No, you girls shouldn't have to do anything you truly don't want to do.
 
Talk to your date personally and tell him you don't want to go to Fright Dome. I don't blame you, and he should understand. Are they planning this instead of a dinner? If the guys really want to go, can you just meet them at the dance?

Good luck. Dont' sweat it.

Denae
 
Will your group have your own seperate transportation? I would make sure you do so that you do not get stuck into being "forced" to go. Simply tell them you are not interested that you want to do something else. Did you have anything else in mind?
 

Try to start a conversation with whomever is planning it about amusement parks. You can mention your love of Disney. Then start talking about how you and your girlfriends would not like Fright Dome. It could work. Who knows?

Are you sure you got the correct information though? I would think that they would know that you are getting dresses and having your hair done. :confused3
 
Make sure that you have transporation available to you in case you need to go home or to a party elsewhere.:thumbsup2

Perhaps their plans are not set in stone yet. Hint around that you cannot go to "Fright Dome".;)
 
I assumed they would know that we are spending time and money on dresses and hair as well but I am certain that is what they are planning. I have no idea what we are getting as of transportation or anything else as the boys in the group insisted on not telling us anything. The typical homecoming is dinner somewhere and an activity which could be so many numbers of things, there really are a lot you can do, and going to an Amusement Park really is not one that is typical especially for homecoming. There is just so much you can do here. I'm certain there will be a lot of questioning from here on out though. Because obviously we all assumed we were getting a limo or something in that category, but after this I'm not quite sure. :rolleyes: And it isn't as if these are completely ignorant guys, they are very bright and so we assumed they would plan something nice... not something a few people might do on a saturday night.
 
around here parents will host an after party, is that an option?
 
Well, if the boys are dumb enough to think that going to a scary park with dates all dressed up with hair done, then the girls are smart enough to band together before you go to decide not to get out of the cars or limo once they get there.

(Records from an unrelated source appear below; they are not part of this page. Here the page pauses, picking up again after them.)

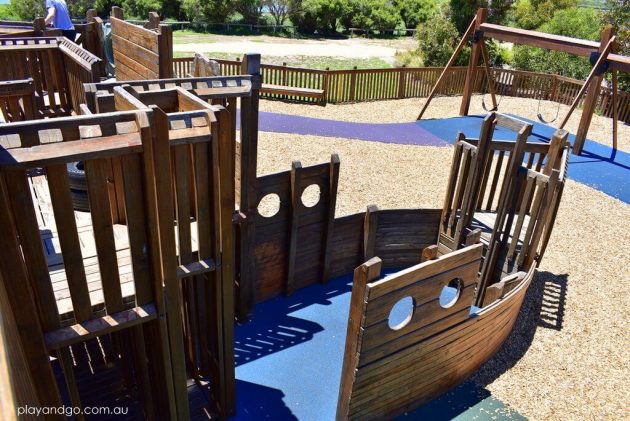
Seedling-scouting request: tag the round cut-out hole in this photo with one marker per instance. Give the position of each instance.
(401, 313)
(310, 195)
(451, 292)
(269, 205)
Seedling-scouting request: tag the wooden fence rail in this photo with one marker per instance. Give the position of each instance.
(342, 86)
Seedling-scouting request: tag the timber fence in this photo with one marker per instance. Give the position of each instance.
(354, 85)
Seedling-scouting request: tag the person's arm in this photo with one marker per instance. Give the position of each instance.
(51, 13)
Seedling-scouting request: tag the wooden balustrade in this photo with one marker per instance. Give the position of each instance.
(342, 86)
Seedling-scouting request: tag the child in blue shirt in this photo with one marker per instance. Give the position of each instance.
(59, 17)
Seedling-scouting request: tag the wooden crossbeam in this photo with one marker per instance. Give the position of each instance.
(81, 332)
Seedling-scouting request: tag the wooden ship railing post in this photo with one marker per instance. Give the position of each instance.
(248, 199)
(594, 87)
(471, 73)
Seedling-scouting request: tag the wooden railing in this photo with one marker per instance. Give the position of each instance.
(341, 86)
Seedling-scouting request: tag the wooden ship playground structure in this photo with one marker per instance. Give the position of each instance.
(176, 246)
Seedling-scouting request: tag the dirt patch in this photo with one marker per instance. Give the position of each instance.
(568, 356)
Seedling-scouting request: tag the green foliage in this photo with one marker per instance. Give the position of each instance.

I figure since you are not supposed to know where you are going, you can act any way you like once you arrive.

You can even be very gracious about it, too. Once you arrive at the scary place, tell you date you'd rather not go, thank you very much. Dinner out or a party at someone's house is more appropriate, anyway.
 
Well, if the boys are dumb enough to think that going to a scary park with dates all dressed up with hair done, then the girls are smart enough to band together before you go to decide not to get out of the cars or limo once they get there.

I figure since you are not supposed to know where you are going, you can act any way you like once you arrive.

You can even be very gracious about it, too. Once you arrive at the scary place, tell you date you'd rather not go, thank you very much. Dinner out or a party at someone's house is more appropriate, anyway.
we have a winner!!!!!!!!!!!!!!!!!!!:thumbsup2
 
Well, if the boys are dumb enough to think that going to a scary park with dates all dressed up with hair done, then the girls are smart enough to band together before you go to decide not to get out of the cars or limo once they get there.

I figure since you are not supposed to know where you are going, you can act any way you like once you arrive.

You can even be very gracious about it, too. Once you arrive at the scary place, tell you date you'd rather not go, thank you very much. Dinner out or a party at someone's house is more appropriate, anyway.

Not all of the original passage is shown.